I try to make each piece have its own identity, and although for some of them, I imagine small fragments of stories, I don’t find it necessary to tell them in words. I am a sculptor and what I have to say, I say it through sculptures. The only small literary pleasure I allow myself are the names, which I invent with the help of minority languages and sounds that I like. I look for credible and distant names.

I am also fascinated by the fact that they treat futuristic themes as if they were really antiques.

 

You transform common materials and recycled pieces into fantastical icons. How is your creation process?

I consider myself a traditional sculptor to the core. I usually work by modelling in clay and carving in plaster. When I opened up to new themes a few years ago, that pushed me to open up to new ways of working as well. I naturally began to add found objects to my pieces and to explore new materials and new ways of working.

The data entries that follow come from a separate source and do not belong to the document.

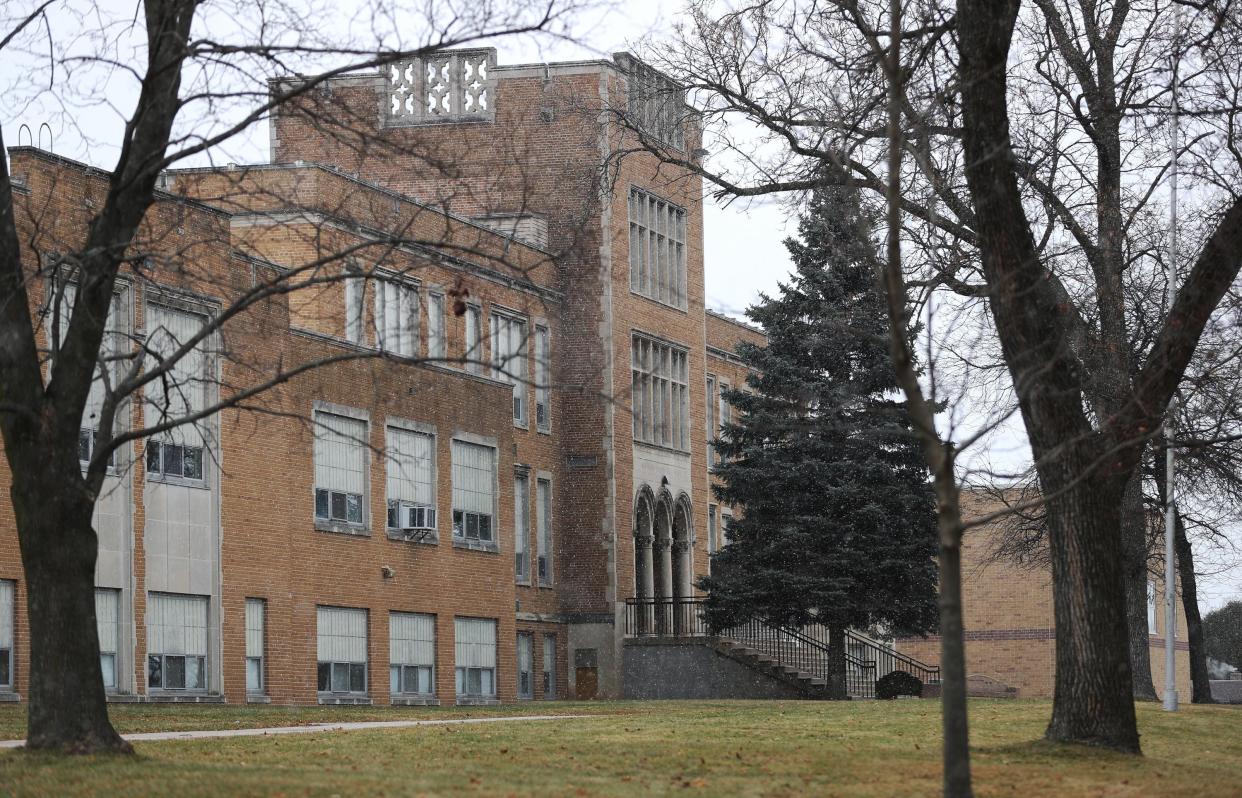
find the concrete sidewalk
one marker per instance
(154, 736)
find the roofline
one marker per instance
(95, 171)
(737, 323)
(367, 184)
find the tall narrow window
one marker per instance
(176, 642)
(522, 528)
(436, 325)
(549, 667)
(355, 294)
(473, 493)
(660, 396)
(475, 647)
(711, 421)
(473, 348)
(8, 600)
(509, 360)
(396, 318)
(657, 248)
(342, 649)
(339, 469)
(256, 621)
(411, 653)
(543, 513)
(411, 506)
(525, 665)
(107, 617)
(175, 454)
(543, 380)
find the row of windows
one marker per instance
(657, 250)
(660, 396)
(340, 477)
(398, 317)
(178, 647)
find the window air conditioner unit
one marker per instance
(417, 520)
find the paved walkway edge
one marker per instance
(154, 736)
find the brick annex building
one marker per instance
(456, 531)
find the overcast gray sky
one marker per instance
(744, 253)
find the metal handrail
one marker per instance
(804, 648)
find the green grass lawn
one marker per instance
(648, 748)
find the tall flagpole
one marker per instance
(1170, 695)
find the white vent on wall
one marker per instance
(528, 227)
(450, 86)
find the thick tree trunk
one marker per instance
(68, 709)
(1201, 689)
(1093, 700)
(837, 690)
(1134, 564)
(953, 647)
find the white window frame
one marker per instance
(8, 634)
(543, 377)
(167, 657)
(508, 365)
(660, 394)
(107, 617)
(436, 341)
(324, 497)
(657, 248)
(400, 667)
(186, 443)
(462, 519)
(353, 664)
(549, 670)
(525, 657)
(711, 421)
(470, 649)
(355, 307)
(522, 526)
(472, 345)
(543, 520)
(396, 317)
(395, 470)
(256, 645)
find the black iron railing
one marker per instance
(804, 648)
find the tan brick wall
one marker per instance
(1009, 619)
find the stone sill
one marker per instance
(426, 540)
(414, 700)
(345, 700)
(492, 549)
(164, 698)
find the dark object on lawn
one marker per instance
(898, 683)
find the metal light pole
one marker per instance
(1170, 696)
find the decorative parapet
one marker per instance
(450, 86)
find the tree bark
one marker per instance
(837, 690)
(1201, 688)
(1134, 564)
(953, 647)
(68, 708)
(1093, 701)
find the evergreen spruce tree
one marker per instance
(837, 521)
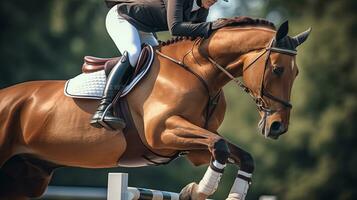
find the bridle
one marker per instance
(259, 100)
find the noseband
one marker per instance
(259, 100)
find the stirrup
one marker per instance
(109, 125)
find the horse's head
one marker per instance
(269, 75)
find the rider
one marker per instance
(131, 23)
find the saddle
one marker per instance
(94, 64)
(91, 83)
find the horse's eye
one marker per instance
(277, 70)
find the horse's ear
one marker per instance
(301, 38)
(282, 31)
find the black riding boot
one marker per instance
(116, 82)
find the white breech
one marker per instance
(126, 37)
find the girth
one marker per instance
(137, 154)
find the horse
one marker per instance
(176, 109)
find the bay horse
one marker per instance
(176, 110)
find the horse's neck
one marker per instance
(228, 47)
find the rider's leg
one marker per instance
(127, 40)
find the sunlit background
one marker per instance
(316, 159)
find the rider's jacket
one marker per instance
(177, 16)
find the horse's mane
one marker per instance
(241, 21)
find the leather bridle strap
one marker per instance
(258, 100)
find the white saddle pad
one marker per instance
(91, 86)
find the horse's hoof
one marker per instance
(96, 124)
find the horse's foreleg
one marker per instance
(241, 184)
(181, 134)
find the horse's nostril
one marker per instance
(275, 126)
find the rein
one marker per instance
(259, 101)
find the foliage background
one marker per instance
(317, 159)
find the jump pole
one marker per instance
(118, 190)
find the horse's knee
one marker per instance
(221, 151)
(247, 163)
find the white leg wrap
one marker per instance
(240, 187)
(209, 183)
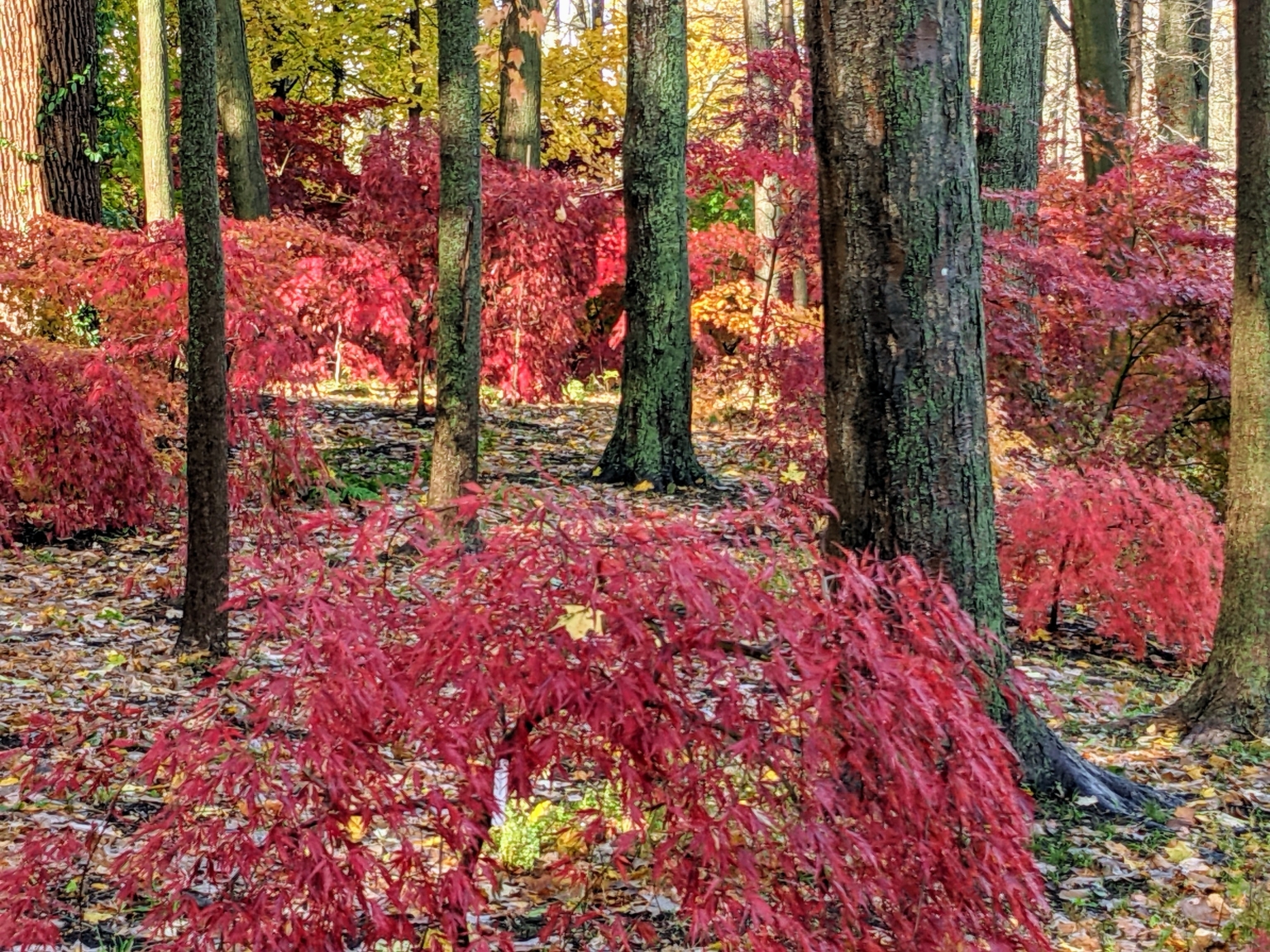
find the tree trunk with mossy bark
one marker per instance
(519, 87)
(68, 109)
(653, 438)
(203, 625)
(905, 407)
(155, 112)
(249, 189)
(1010, 92)
(1232, 693)
(1182, 69)
(456, 438)
(1100, 84)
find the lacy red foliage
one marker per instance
(1141, 551)
(74, 454)
(540, 240)
(1109, 315)
(801, 764)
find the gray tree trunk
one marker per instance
(905, 405)
(155, 112)
(1232, 692)
(203, 626)
(456, 437)
(249, 189)
(653, 437)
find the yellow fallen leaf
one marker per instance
(356, 828)
(580, 621)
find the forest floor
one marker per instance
(98, 613)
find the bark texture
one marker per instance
(1234, 689)
(905, 407)
(1182, 69)
(1100, 83)
(456, 437)
(249, 189)
(155, 112)
(519, 89)
(653, 437)
(68, 108)
(203, 626)
(21, 189)
(1011, 69)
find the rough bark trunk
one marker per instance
(1232, 692)
(456, 436)
(519, 87)
(905, 340)
(1010, 92)
(249, 189)
(68, 111)
(155, 112)
(203, 626)
(21, 188)
(653, 438)
(1182, 69)
(1100, 83)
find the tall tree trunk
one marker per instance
(1234, 689)
(456, 438)
(155, 112)
(1100, 83)
(249, 189)
(21, 188)
(905, 407)
(203, 626)
(758, 37)
(653, 438)
(68, 120)
(1182, 69)
(1010, 90)
(519, 87)
(1130, 50)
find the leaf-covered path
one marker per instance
(99, 615)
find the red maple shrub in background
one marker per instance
(1142, 552)
(795, 763)
(74, 452)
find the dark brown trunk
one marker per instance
(905, 405)
(68, 112)
(456, 437)
(203, 625)
(1100, 84)
(1232, 692)
(652, 442)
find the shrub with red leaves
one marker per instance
(540, 240)
(796, 746)
(74, 454)
(1109, 315)
(1142, 551)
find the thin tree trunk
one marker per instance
(653, 438)
(1010, 93)
(1100, 83)
(155, 112)
(249, 189)
(21, 188)
(68, 117)
(758, 37)
(456, 436)
(1133, 66)
(203, 625)
(1232, 692)
(519, 87)
(905, 407)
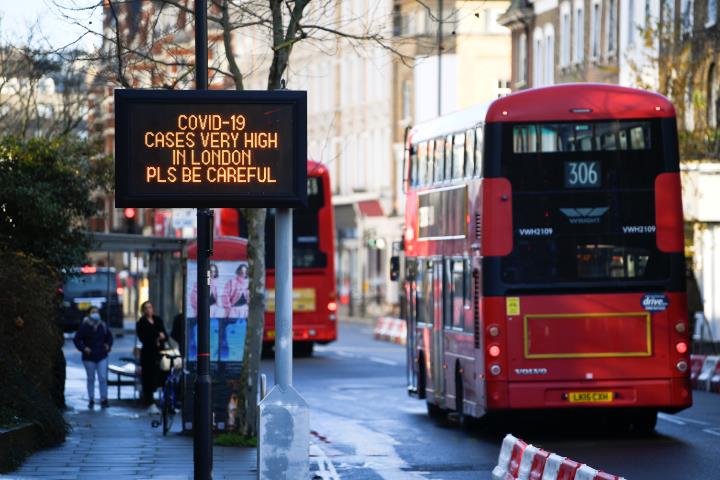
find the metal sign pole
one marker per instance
(284, 419)
(283, 297)
(202, 425)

Now I am very focused on polychromy. It is something that interested me from the beginning but I never developed it sufficiently. In each piece, I try to find an answer to how shape and color relate to express something.

 

Do you use models while sculpting, or do the figures come from your imagination?

I really like working from scratch. Having to adapt to something that comes from your head forces you to learn. The effort required is very creative and the model’s personality pushes me to do things that I would not do alone. La Princesa Dormida, Vinna, or Alberich, would have been impossible without the models that helped me.

Other times I prefer to work without an external reference. That helps me to depersonalize the sculpture a lot and it can more easily acquire an air of icon or archetype.

 

Any new collections or plans for you in the near future?

There were several projects underway before the pandemic, but now, no one knows what will happen. I have two possible film projects that I cannot talk about and two ambitious personal projects that I have been dreaming about for some years now. But for the moment I am still exploring and enjoying my little creations in my workshop.

 

The FOURLINEdesign team would like to thank Tomás Barceló Castelá for sharing inspiring thoughts with our community.